La Belgique, enfer fiscal pour le patrimoine? Il y a du vrai et du faux dans ce débat. Décryptage.
« La Belgique est non seulement la championne de la taxation sur le travail, mais elle est aussi le 2ᵉ pays qui taxe le plus le patrimoine. » Lors des vœux qu’il a adressés à la presse mardi, le président du MR Georges-Louis Bouchez a soumis une série de « faits » à l’assemblée de journalistes présente.
Patrimoines taxés, plus-values oubliées
Qu’en est-il? « Il convient d’être nuancé », entame Denis-Emmanuel Philippe, avocat associé chez Bloom Law et maître de conférences à l’ULiège. « Les études de l’OCDE montrent effectivement qu’on est assez haut dans la hiérarchie des pays concernant la taxation du capital. Des droits d’enregistrement de 12,5% en cas de vente d’immeuble, des droits de succession pouvant aller jusqu’à 80%, le précompte immobilier… tout cela pèse dans la balance ».
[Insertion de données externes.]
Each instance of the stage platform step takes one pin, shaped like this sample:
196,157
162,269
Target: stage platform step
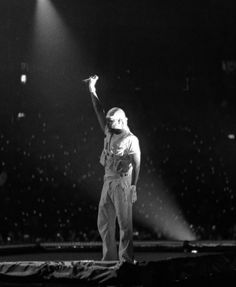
159,263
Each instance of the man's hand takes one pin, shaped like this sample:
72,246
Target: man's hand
133,193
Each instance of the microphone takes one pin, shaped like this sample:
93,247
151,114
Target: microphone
92,77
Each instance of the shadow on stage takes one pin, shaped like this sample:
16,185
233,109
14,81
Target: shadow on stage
159,263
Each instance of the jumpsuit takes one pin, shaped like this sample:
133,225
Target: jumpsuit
116,198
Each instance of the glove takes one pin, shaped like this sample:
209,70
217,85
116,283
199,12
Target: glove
133,193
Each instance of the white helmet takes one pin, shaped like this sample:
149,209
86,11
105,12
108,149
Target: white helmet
118,118
116,114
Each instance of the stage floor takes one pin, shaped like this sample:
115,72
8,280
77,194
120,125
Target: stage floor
161,263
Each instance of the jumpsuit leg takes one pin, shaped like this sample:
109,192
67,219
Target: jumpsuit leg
107,226
123,205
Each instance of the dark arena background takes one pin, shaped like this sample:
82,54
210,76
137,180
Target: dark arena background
171,65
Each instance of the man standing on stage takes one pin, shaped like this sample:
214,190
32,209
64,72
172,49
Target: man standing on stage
121,159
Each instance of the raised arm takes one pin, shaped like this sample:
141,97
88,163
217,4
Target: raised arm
97,105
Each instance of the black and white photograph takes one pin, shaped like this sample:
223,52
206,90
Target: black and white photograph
117,143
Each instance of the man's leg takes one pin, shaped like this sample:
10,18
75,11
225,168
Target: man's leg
107,226
123,205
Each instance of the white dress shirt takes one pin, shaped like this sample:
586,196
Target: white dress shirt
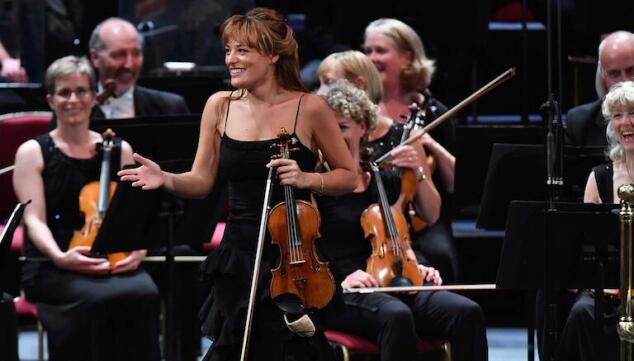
118,107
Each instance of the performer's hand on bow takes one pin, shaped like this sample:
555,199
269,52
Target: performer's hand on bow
147,176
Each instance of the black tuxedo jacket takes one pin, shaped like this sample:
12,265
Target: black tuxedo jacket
585,125
152,102
147,102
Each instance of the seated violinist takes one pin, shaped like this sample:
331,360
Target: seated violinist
91,310
396,321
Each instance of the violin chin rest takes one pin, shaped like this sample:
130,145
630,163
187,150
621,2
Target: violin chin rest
289,302
400,281
302,326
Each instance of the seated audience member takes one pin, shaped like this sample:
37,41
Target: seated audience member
394,322
585,124
90,310
578,334
116,53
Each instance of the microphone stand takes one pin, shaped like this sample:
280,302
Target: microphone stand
554,143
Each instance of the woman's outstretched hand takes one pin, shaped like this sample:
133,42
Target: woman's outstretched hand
147,176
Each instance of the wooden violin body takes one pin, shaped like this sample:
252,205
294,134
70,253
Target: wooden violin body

Cependant, ajoute-t-il dans la foulée, « la Belgique est un paradis fiscal pour les plus-values sur actions, puisque c’est le seul pays européen qui ne les taxe pas. En France, celles-ci sont imposées à hauteur de 30% par exemple! Ce n’est pas un hasard si de riches entrepreneurs français sont venus s’installer en Belgique pour réaliser leurs plus-values! » Conséquence: de la 2ᵉ place pour la taxation du capital, la Belgique tombe à la 21ᵉ dans la sous-catégorie ‘revenus du patrimoine des personnes physiques’, notait le professeur Mark Delanote (UGent, conseil supérieur des finances) dans un dossier que L’Echo consacrait à ces questions en avril dernier.
Optimisation fiscale
D’autres nuances sont à apporter dans ce débat. Comme celles formulées par le directeur du service d’études de la FGTB, Christophe Quintard. « Les chiffres des statistiques fiscales montrent que les impôts sur le patrimoine dont certains disent qu’ils sont si élevés en Belgique sont en réalité supportés par les citoyens classiques et pas par les 10% les plus riches qui disposent de possibilités pour payer moins d’impôts en se mettant en société ou en anticipant les droits de succession, par exemple via des donations et des constructions juridiques mises en place par des avocats fiscalistes. »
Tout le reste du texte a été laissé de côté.